Wednesday I have my first follow CT scan... im sure all will be well, but with no results for a month due to my onc on vaca then us on vaca, its going to seem like forever! I do still have a node that I can feel, gets kinda irritating... I wish it would have disappeared completely. With it being there I am always touching it to see if it has gotten bigger. Of course you have to be careful because you can make it bigger by touching it... so frustrating!!! We are sure it is just scar tissue, but life would be easier if it was not a constant reminder of what may be lurking out there again...

On a positive note, we are getting geared up for part 2 of our tropical vacation that was postponed due to me starting treatment. We leave in about 3 weeks for... somewhere warm, lol... not booked yet!

Vegas has been booked for june and we are down there for the world series of poker again... good times :)  going with friends and hopefully meeting some new ones down there!!

Ok, guess that'll do for now... want to start checking in more, especially as I try to loose the weight I gained in treatment... just hard to get motivated right now!

Tuesday, January 3, 2012

All news is good!

Had a great start to the new year. My last onc appt, which happened to be the first one since treatment with my main onc went very well. The first thing he did was look at me and say ' so you did 4 months of treatments?' I replied 'yes' he said ' how long have you been done now?' I reply about a month, he follows this with ' that's about 2 weeks out, you look fantastic!'  It was so nice to hear that. I guess I tolerated treatment quite well, I have color and energy, which he was very happy to see. He also said that based on how my scan looked mid cycle and how things appear now, this is most likely behind me...

BEST THING TO HEAR!!!

So now I have the next three months with no drs or scans or anything besides living my life!
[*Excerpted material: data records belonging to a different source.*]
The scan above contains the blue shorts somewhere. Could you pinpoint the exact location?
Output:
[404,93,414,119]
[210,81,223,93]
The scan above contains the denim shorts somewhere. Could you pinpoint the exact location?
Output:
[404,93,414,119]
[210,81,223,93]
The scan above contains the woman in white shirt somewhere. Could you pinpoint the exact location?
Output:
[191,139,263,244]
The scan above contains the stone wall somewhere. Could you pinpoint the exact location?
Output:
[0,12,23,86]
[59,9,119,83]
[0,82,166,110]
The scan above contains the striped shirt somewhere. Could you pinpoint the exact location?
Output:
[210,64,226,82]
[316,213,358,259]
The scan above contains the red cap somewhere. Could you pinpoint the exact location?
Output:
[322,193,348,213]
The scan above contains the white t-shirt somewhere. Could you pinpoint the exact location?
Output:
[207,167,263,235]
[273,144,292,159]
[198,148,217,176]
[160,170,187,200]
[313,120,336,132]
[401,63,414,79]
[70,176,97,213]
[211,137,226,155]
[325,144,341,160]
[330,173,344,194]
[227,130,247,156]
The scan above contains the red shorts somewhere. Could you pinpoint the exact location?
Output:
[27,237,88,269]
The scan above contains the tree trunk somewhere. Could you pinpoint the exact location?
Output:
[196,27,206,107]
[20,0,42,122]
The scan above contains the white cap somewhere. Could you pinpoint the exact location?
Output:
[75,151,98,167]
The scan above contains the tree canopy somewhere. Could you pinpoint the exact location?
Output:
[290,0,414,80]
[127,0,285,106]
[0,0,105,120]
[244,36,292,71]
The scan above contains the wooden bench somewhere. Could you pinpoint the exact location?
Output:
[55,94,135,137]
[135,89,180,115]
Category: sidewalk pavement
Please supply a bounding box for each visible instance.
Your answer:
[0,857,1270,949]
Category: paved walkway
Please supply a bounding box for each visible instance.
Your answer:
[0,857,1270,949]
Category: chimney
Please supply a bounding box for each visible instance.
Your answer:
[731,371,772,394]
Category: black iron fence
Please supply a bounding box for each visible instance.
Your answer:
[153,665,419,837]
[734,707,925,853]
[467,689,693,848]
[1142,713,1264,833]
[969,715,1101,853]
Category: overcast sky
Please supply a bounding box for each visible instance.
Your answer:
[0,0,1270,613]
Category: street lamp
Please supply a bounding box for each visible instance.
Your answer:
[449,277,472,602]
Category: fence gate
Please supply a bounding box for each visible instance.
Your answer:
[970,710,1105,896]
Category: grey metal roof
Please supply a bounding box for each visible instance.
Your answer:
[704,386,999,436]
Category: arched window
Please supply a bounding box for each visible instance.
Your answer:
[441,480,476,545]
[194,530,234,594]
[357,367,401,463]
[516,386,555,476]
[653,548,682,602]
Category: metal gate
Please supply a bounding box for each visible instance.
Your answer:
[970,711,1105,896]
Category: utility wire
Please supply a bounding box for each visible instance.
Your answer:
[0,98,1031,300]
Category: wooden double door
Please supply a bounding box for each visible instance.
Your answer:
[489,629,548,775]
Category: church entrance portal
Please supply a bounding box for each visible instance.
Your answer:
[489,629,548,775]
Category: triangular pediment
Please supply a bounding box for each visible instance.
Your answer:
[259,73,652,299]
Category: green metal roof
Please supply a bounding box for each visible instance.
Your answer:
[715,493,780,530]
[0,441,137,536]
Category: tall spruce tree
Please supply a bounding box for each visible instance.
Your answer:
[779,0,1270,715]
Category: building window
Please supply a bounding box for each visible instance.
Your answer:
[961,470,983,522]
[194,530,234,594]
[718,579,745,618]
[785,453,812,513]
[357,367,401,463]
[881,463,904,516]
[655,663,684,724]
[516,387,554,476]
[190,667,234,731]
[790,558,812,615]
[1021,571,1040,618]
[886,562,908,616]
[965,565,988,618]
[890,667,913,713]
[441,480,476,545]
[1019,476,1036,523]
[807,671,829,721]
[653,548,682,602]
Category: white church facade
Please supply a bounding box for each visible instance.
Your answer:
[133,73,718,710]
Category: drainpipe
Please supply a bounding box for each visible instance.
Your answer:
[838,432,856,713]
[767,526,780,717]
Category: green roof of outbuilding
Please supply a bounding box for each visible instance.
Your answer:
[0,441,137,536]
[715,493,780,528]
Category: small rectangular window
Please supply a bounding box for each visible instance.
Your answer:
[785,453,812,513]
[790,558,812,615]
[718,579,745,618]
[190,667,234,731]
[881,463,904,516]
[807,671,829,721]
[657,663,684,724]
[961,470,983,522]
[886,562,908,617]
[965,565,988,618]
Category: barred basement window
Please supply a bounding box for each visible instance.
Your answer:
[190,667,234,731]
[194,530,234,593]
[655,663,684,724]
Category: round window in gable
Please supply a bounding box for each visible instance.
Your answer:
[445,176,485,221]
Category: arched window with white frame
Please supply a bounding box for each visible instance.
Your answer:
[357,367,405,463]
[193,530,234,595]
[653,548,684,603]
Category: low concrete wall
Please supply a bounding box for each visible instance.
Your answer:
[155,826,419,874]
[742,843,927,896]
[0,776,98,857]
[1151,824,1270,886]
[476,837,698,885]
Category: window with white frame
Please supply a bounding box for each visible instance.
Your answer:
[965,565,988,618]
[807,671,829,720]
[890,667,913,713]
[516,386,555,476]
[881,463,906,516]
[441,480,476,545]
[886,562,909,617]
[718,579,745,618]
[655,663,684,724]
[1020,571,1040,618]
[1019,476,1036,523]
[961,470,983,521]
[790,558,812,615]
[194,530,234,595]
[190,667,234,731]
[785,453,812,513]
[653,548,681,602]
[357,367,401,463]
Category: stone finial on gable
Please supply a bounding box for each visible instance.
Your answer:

In 3 months I get a CT and see him again... then every 4 months for a while, which gets further apart the longer I stay in remission :)

Just as a footnote, had a great holiday season with family this year... and now the countdown to our vacation to the Dominican!!

Wednesday, December 7, 2011

Today is NOT a chemo day!!!

WOW... so nice to be done. I have my days back. Today, instead of having to go to chemo, which would have been the norm, I got to have a celebration lunch. My mom and I have been going to my aunts house quite regularly on my good weeks, to visit and get out. Today we went for a celebration lunch and I had a wonderful surprise of my hubby showing up with a card and flowers to join us! It was a great way to spend part of my day.

So I figure from this day forward, I will feel better each and every day. No more toxic chemicals entering my body, only out... yeehaa! It feels fantastic!

On an energy level, im not doing to bad. I had three really busy days, and day four I was wiped. Still takes a lot out of me to be doing things, but I keep trying!

Oh, yeah, we booked our trip today!! Going to Peurto Plata for a week! So looking forward to this :)

I will try to keep up on my blog, but I find I forget, especially this time of year. CRAZINESS!!!